A estrutura social dos grupos é fortemente hierarquizada, onde membros se comunicam através de um rico repertório de latidos. Os seus hábitos são diurnos e, à noite, se recolhem para dormir em tocas ou cavidades nas árvores. Gregários, vivem em grupos familiares pequenos, nos quais apenas o casal dominante se reproduz. O período reprodutivo do cachorro-vinagre fêmea ocorre duas vezes por ano, que varia conforme o sítio onde vivem.  A gestação dura em média 67 dias e resulta em ninhadas de 4 a 6 crias, que nascem em tocas e são alimentadas pelos adultos até cerca de cinco meses. A maturidade sexual é atingida aos 12 meses e a expectativa de vida média é de 10 anos.

Apesar de muito difundida, a espécie parece ser rara em toda a sua gama. O Speothos venaticus  tem provado ser extremamente difícil de localizar na natureza, o que torna as estimativas de tendências populacionais algo difícil.
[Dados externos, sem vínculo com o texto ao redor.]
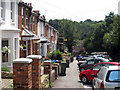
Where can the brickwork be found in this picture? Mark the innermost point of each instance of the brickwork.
(22, 77)
(48, 69)
(56, 68)
(29, 47)
(36, 74)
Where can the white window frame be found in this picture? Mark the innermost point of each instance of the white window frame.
(33, 24)
(22, 12)
(49, 32)
(27, 17)
(12, 11)
(2, 10)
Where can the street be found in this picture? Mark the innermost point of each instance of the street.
(71, 80)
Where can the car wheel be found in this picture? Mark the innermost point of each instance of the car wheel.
(82, 69)
(84, 79)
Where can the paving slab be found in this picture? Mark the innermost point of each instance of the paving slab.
(71, 80)
(6, 83)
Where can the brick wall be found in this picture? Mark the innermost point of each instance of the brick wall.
(22, 77)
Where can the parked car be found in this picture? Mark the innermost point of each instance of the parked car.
(107, 77)
(91, 63)
(83, 61)
(85, 76)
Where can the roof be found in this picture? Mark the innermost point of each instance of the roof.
(27, 35)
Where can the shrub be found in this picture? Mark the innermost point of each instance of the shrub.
(5, 69)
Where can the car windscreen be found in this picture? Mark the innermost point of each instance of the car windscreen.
(106, 60)
(113, 76)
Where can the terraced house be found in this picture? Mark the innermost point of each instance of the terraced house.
(9, 31)
(27, 23)
(23, 32)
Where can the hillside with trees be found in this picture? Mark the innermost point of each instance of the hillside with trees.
(97, 35)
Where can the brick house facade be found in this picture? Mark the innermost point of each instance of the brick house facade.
(27, 23)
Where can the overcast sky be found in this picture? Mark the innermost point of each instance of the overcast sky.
(76, 10)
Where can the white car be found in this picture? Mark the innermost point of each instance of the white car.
(107, 77)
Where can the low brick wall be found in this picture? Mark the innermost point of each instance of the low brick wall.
(53, 75)
(44, 81)
(7, 75)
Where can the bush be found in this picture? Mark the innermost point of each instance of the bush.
(55, 55)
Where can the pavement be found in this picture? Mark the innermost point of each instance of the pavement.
(71, 80)
(6, 83)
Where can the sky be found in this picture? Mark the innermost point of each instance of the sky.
(76, 10)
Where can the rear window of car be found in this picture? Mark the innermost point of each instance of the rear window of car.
(113, 76)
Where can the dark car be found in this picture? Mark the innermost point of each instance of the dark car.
(83, 61)
(85, 76)
(91, 63)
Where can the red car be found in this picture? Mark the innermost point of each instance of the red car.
(85, 76)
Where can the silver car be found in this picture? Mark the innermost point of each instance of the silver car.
(107, 77)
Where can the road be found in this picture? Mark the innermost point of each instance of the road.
(71, 80)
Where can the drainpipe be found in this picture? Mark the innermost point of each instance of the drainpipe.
(0, 55)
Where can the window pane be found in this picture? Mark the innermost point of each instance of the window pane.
(22, 16)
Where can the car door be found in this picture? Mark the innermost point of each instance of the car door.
(95, 69)
(89, 64)
(97, 80)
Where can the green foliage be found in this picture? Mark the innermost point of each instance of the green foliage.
(73, 31)
(55, 55)
(97, 35)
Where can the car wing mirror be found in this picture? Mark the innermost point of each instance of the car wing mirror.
(92, 75)
(91, 68)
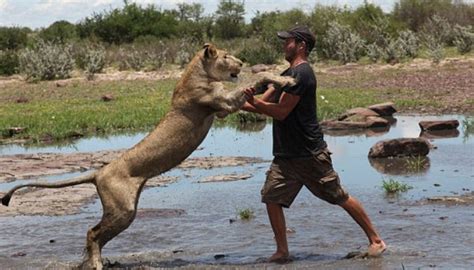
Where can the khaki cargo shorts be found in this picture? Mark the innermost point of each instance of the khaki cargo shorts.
(286, 177)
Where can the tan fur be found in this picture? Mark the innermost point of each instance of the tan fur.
(198, 97)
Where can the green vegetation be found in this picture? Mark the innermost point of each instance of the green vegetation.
(246, 213)
(58, 113)
(344, 35)
(394, 187)
(468, 127)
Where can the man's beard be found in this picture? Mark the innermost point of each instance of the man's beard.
(290, 55)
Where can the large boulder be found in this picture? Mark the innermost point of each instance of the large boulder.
(440, 134)
(438, 125)
(363, 112)
(400, 147)
(384, 109)
(356, 122)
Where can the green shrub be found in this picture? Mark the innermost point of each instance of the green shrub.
(60, 31)
(342, 44)
(46, 61)
(409, 42)
(394, 51)
(94, 61)
(463, 38)
(374, 52)
(8, 62)
(13, 38)
(262, 54)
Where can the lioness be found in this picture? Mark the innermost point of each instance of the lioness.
(198, 97)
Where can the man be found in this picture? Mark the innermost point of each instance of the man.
(300, 153)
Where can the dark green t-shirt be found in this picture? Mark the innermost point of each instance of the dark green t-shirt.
(299, 134)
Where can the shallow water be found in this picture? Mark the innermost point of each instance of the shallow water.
(419, 236)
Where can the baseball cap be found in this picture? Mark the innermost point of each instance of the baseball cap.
(300, 32)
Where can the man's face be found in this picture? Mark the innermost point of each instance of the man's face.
(290, 49)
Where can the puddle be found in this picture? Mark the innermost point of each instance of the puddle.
(201, 234)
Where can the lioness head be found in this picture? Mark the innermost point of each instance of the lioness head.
(202, 84)
(220, 65)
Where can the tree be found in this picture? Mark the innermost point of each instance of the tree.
(230, 21)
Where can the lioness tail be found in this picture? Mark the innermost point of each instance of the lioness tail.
(84, 179)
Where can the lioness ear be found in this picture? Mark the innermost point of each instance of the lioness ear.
(210, 51)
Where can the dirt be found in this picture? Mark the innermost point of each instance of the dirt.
(443, 88)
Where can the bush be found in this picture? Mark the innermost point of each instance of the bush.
(94, 61)
(261, 54)
(342, 44)
(435, 48)
(13, 38)
(8, 62)
(394, 52)
(60, 31)
(374, 52)
(463, 39)
(409, 43)
(46, 61)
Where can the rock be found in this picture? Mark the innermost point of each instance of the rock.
(358, 111)
(225, 178)
(384, 109)
(355, 122)
(107, 98)
(398, 166)
(400, 147)
(61, 83)
(22, 100)
(368, 132)
(438, 125)
(246, 117)
(219, 256)
(440, 134)
(259, 68)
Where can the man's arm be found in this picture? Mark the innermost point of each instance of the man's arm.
(267, 96)
(278, 110)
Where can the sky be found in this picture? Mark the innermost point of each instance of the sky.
(42, 13)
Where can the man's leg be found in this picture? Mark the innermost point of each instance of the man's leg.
(357, 212)
(277, 220)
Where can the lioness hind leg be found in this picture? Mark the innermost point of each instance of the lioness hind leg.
(119, 213)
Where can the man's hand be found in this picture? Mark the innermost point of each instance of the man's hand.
(249, 95)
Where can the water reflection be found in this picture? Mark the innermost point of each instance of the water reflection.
(251, 126)
(440, 134)
(401, 166)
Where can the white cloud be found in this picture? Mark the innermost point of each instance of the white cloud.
(3, 4)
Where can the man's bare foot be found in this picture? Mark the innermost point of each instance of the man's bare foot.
(280, 258)
(376, 249)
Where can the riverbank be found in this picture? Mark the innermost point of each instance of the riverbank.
(136, 101)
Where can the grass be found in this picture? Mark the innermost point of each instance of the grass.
(77, 108)
(394, 187)
(246, 213)
(468, 127)
(59, 113)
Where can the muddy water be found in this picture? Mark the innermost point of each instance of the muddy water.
(195, 225)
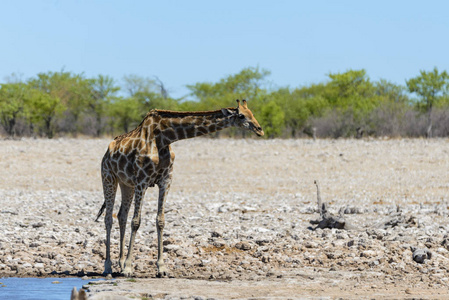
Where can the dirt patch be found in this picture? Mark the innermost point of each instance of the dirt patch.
(237, 218)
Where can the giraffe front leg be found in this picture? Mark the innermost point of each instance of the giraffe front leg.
(135, 224)
(109, 190)
(127, 197)
(160, 224)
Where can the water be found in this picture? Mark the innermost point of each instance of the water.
(13, 288)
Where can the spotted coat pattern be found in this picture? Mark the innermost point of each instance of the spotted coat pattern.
(143, 158)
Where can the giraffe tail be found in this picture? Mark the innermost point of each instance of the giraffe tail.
(101, 211)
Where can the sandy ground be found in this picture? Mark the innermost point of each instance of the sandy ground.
(238, 218)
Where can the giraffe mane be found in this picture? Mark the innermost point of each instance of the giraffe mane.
(173, 113)
(169, 113)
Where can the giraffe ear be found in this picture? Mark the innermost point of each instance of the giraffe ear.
(227, 112)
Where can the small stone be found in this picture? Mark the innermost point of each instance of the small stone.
(420, 255)
(245, 246)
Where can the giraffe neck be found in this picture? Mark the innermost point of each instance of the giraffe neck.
(174, 126)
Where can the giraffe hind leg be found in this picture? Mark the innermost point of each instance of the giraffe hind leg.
(127, 198)
(160, 224)
(109, 191)
(139, 193)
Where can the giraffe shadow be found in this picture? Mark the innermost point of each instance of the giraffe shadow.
(82, 274)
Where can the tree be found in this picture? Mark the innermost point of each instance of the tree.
(11, 105)
(103, 91)
(42, 108)
(125, 113)
(430, 87)
(272, 119)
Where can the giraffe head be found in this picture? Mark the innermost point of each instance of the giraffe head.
(244, 118)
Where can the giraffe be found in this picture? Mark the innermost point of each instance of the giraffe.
(143, 158)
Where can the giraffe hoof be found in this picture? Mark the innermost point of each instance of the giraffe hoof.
(162, 272)
(127, 272)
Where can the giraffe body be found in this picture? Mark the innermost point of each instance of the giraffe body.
(143, 158)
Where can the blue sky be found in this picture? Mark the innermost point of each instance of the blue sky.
(184, 42)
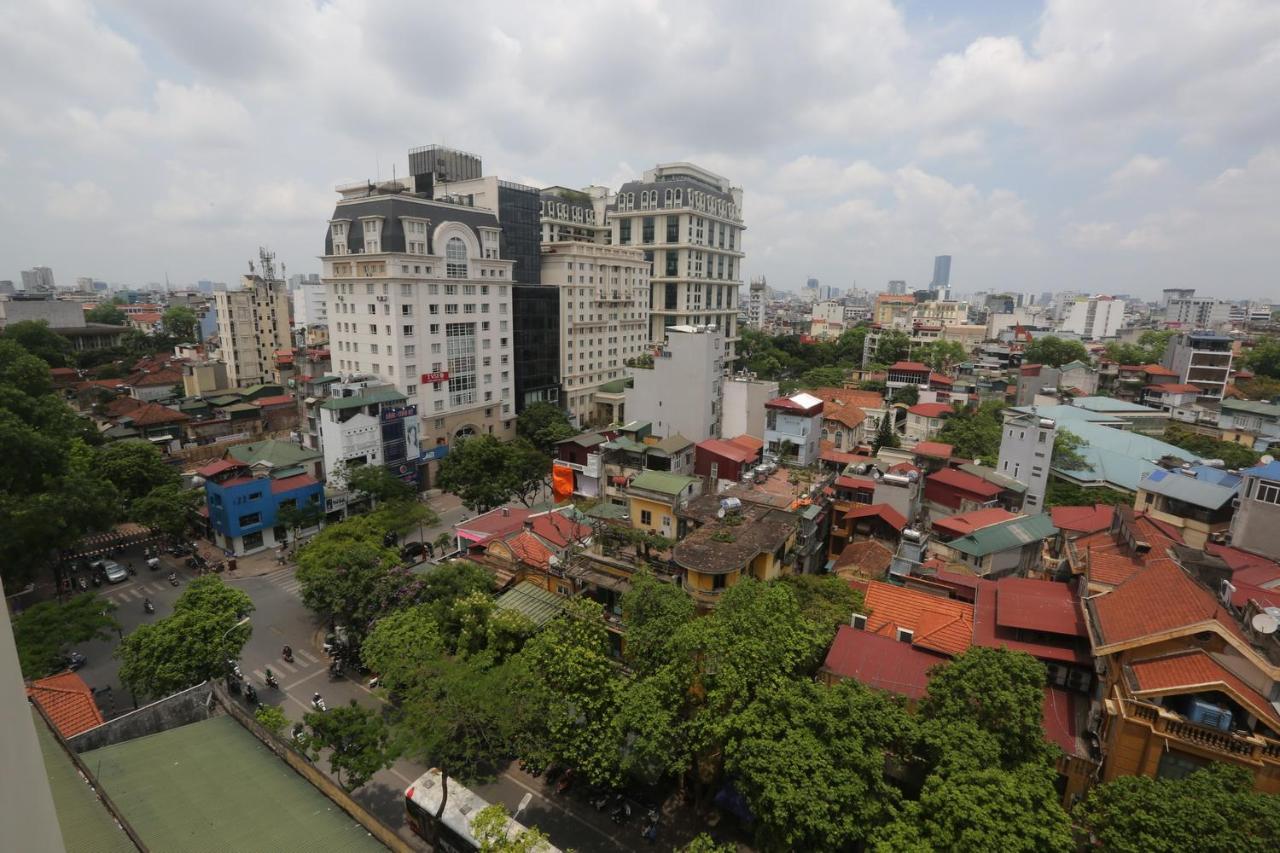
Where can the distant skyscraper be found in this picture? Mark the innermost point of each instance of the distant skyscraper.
(941, 273)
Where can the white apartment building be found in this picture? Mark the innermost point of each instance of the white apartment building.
(252, 324)
(1197, 313)
(419, 296)
(310, 308)
(603, 316)
(689, 223)
(758, 295)
(1093, 316)
(681, 392)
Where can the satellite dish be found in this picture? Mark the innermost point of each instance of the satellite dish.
(1265, 624)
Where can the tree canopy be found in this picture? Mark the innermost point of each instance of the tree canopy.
(1055, 351)
(543, 424)
(487, 473)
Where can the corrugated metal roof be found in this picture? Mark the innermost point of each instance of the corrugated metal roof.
(533, 602)
(1189, 489)
(1005, 536)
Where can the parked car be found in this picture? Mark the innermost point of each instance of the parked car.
(114, 571)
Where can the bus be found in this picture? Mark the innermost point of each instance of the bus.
(453, 828)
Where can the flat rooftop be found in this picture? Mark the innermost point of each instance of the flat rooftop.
(213, 787)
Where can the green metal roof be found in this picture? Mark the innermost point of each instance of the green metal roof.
(86, 824)
(663, 482)
(531, 601)
(1005, 536)
(366, 397)
(213, 787)
(993, 477)
(275, 452)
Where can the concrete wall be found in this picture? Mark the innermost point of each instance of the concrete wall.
(190, 706)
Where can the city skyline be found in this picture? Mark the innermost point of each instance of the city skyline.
(1036, 145)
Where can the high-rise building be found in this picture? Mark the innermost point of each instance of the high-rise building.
(1201, 359)
(941, 273)
(37, 278)
(689, 224)
(1093, 316)
(757, 297)
(252, 324)
(419, 295)
(603, 316)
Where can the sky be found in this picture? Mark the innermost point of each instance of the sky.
(1092, 145)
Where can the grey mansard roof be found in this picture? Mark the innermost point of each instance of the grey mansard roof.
(391, 208)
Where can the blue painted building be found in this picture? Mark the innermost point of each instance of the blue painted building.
(245, 503)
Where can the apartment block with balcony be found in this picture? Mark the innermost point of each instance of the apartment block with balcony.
(689, 224)
(1201, 359)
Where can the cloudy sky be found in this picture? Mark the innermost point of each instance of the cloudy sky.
(1086, 145)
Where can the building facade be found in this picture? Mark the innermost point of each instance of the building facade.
(681, 388)
(252, 324)
(420, 296)
(689, 224)
(603, 316)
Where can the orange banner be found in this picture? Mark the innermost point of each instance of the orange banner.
(562, 482)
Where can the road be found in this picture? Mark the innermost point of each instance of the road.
(280, 617)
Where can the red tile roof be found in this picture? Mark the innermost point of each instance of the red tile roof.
(1193, 671)
(291, 483)
(219, 466)
(1083, 519)
(727, 450)
(937, 624)
(68, 702)
(933, 450)
(880, 662)
(929, 410)
(964, 482)
(885, 511)
(1160, 598)
(865, 559)
(967, 523)
(279, 400)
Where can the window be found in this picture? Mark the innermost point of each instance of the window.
(456, 258)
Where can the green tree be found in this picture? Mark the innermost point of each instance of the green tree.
(1066, 451)
(44, 633)
(487, 473)
(357, 740)
(135, 468)
(270, 717)
(106, 314)
(892, 346)
(1233, 455)
(886, 436)
(1214, 808)
(1264, 357)
(179, 322)
(489, 828)
(40, 341)
(810, 762)
(192, 644)
(974, 433)
(653, 611)
(543, 424)
(1054, 351)
(981, 808)
(1002, 692)
(167, 509)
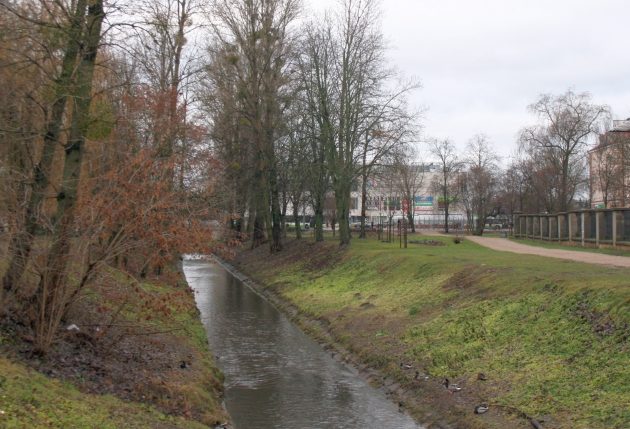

Acredita-se que existem menos de 110.000 indivíduos (metade dos quais adultos) e provavelmente sofre um declínio de  aproximadamente 10% por década como resultado da perda contínua do hábitat.

O cachorro-vinagre é muito susceptível à destruição de seu habitat e a doenças transmitidas por cães domésticos. A diminuição da vegetação ocasionando a diminuição de presas para a espécie também tem contribuído muito para o seu desaparecimento. É uma espécie pouco estudada pouco se sabendo sobre sua biologia na natureza. É classificada pela IUCN (União Internacional para Conservação da Natureza) como espécie Quase Ameaçada e pelo IBAMA, como Vulnerável.